Working on the preparations for the Dr Kalim Siddiqui Memorial Conference in April provided an opportunity to go back and read many of his writings after many years. What was truly remarkable about them was how much of what he wrote years ago, in what were apparently very different historical times, remains as fresh and relevant today as it was at the time. A common theme was that the ‘total transformation’ of the Ummah from its present condition to a state of Islamic order would be a “historic process”, that would take time and patience, and could not be rushed. Having worked in the Islamic movement from the dark days of unchallenged Western hegemony, through the heady days of Islamic Revolution, he was familiar with the errors to which Islamic activists are prone. A couple are worth noting now.
One is the tendency to take methodological shortcuts in the hope of achieving quick results. This tendency is typified by the ‘political party’ approach of movements that seek either to work within existing systems, or to come to power in partnership with un-Islamic political forces such as the military, in the hope of establishing Islam afterwards. The list of places where Islamic movements have chosen this course, only to fail dismally, is depressingly long: Pakistan (where the Jama’at-e Islami lost all credibility by its alliance with general Zia ul-Haq); Algeria (where the Islamic Salvation Front was prevented from coming to power by a military coup); Turkey (where Erbakan’s government proved utterly powerless); Sudan (where Turabi was supposedly the power behind the throne until Omar al-Bashir decided otherwise); and so on. Yet Islamic movements in various Muslim countries remain committed to following the same failed approach.

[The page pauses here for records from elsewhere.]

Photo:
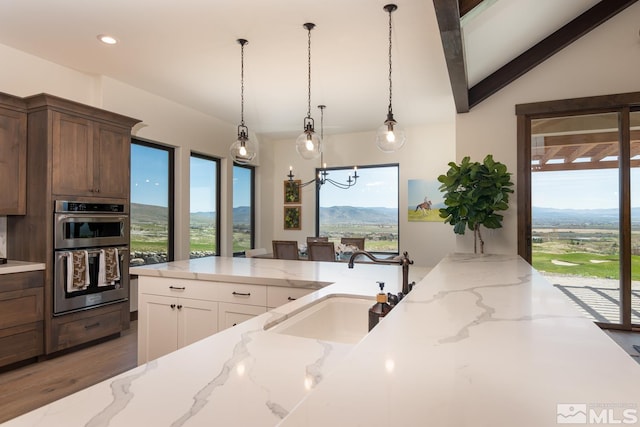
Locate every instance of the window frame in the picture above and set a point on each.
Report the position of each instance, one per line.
(360, 168)
(623, 104)
(171, 189)
(252, 213)
(218, 198)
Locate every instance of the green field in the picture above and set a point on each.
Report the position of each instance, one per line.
(378, 237)
(580, 252)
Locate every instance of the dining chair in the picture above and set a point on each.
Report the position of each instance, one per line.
(250, 253)
(285, 249)
(311, 239)
(321, 251)
(353, 241)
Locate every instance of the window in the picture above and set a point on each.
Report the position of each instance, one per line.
(243, 209)
(204, 222)
(369, 209)
(151, 203)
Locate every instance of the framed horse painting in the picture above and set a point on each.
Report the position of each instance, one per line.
(292, 217)
(425, 199)
(292, 194)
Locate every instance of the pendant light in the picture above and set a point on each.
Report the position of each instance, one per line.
(242, 151)
(309, 144)
(323, 173)
(390, 137)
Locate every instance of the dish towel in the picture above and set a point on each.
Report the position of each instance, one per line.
(77, 270)
(109, 269)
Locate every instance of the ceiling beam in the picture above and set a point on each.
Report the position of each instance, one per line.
(466, 6)
(448, 17)
(563, 37)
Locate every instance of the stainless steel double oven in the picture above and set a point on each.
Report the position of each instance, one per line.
(89, 239)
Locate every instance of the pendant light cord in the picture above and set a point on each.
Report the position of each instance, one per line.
(390, 80)
(242, 43)
(309, 27)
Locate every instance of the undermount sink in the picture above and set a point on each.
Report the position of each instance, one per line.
(342, 319)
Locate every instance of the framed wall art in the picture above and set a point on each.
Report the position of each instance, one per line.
(292, 217)
(292, 192)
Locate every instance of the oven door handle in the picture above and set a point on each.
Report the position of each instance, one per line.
(85, 217)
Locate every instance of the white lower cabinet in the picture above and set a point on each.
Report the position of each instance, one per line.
(169, 323)
(173, 313)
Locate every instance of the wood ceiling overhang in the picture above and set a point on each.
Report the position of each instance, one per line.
(448, 14)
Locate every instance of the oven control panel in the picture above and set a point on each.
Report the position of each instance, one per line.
(82, 207)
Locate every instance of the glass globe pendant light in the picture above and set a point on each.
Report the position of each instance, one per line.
(242, 151)
(390, 137)
(309, 144)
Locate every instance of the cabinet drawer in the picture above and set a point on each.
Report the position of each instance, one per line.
(180, 288)
(19, 307)
(21, 342)
(70, 331)
(240, 293)
(277, 295)
(25, 280)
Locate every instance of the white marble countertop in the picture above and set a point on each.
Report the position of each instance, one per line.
(481, 341)
(20, 266)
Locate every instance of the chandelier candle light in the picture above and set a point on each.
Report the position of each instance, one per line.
(323, 174)
(309, 144)
(243, 150)
(390, 137)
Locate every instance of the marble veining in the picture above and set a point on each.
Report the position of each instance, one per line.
(480, 341)
(121, 390)
(201, 398)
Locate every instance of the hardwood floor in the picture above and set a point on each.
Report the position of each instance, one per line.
(29, 387)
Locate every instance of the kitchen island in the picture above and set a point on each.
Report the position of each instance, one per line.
(480, 341)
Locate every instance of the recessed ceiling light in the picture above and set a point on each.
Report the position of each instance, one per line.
(107, 39)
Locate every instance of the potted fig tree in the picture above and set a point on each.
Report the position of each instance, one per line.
(474, 193)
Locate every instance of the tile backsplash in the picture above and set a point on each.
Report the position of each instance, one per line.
(3, 236)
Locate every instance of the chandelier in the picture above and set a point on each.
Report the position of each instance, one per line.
(323, 173)
(243, 150)
(390, 137)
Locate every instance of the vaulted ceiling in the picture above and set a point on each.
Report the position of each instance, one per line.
(187, 52)
(490, 43)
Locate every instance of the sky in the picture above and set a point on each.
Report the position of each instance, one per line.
(376, 187)
(149, 180)
(581, 189)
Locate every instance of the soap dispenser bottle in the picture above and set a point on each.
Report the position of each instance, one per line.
(379, 309)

The second is the tendency for movements to have simplistic and formulaic definitions of what an Islamic state is, based on one or both of two magic words, shari’ah and khilafah, usually used without considering what they actually mean or the forms these concepts must take in the modern world. Thus we have the shari’ah movements in various countries, calling for the adoption of shari‘ah by existing governments, without realising that it can only work as part of an Islamic institutional structure. We also have numerous khilafah movements whose object is to persuade some general or colonel to seize power and call himself khalifah (and implement shari’ah), as though the word itself is the difference between Islamic and unIslamic rule. In the past, such movements have demanded that Saddam Hussain and Zia ul-Haq declare themselves khulafa’! In Afghanistan under the Taliban, Mullah Omar was regarded as the emir of an implied khalifah.
All this is not to disparage shari’ah or khilafah, of course. Establishing and following the path of Islam (shari’ah) in societies ruled by worthy successors (khulafa’) to the Prophet (saw) is the aim of all Islamic movements, so fundamental that most activists do not feel the need to articulate it explicitly at every juncture. The difficulty is in establishing what is involved in following the path of Islam, and establishing the rule of worthy khulafa’, in modern societies. These are questions of ijtihad that cannot be answered purely and only from theological sources. Rather, they require fresh ijtihad based on understandings of both Islamic principles and modern societies. The answers can only be hypothetical until they are tested, and authoritative understandings — as far as any product of ijtihad can be authoritative — will only be established by trial and error.
It is this process that the Islamic Revolution in Iran pioneered. As a prototype, it was bound to be flawed. Dr Kalim emphasised the importance of studying it, pointing out that its survival was not guaranteed; that the movement needed to learn as much as possible from its experiences, as quickly as possible, lest it was plunged into darkness again. Islamic Iran’s success and value did not depend on its being the perfect, finished article, he emphasised; rather, they lay in Iran’s experience of trying to establish an Islamic social order, and getting further than any other recent attempt.
Nonetheless, the obvious question soon arose: when does a prototypical Islamic state cease to be an Islamic state? Within a few years of the Revolution, disillusioned by what they saw asIran’s failures, or misled by its enemies’ propaganda, many of its supporters began to drift away. Such doubts should have been assuaged by the election of Mahmoud Ahmadinejad and his clear statements of Islamic principle, but remain in many minds, often for the most irrational of reasons. The future of the Islamic State and the Islamic movement remains unclear, but one thing is certain: that the Islamic movement still needs an intellectual revolution, as hypothesised by Dr Kalim, for future progress. The simplistic models that have failed in the past must be left by the wayside of history.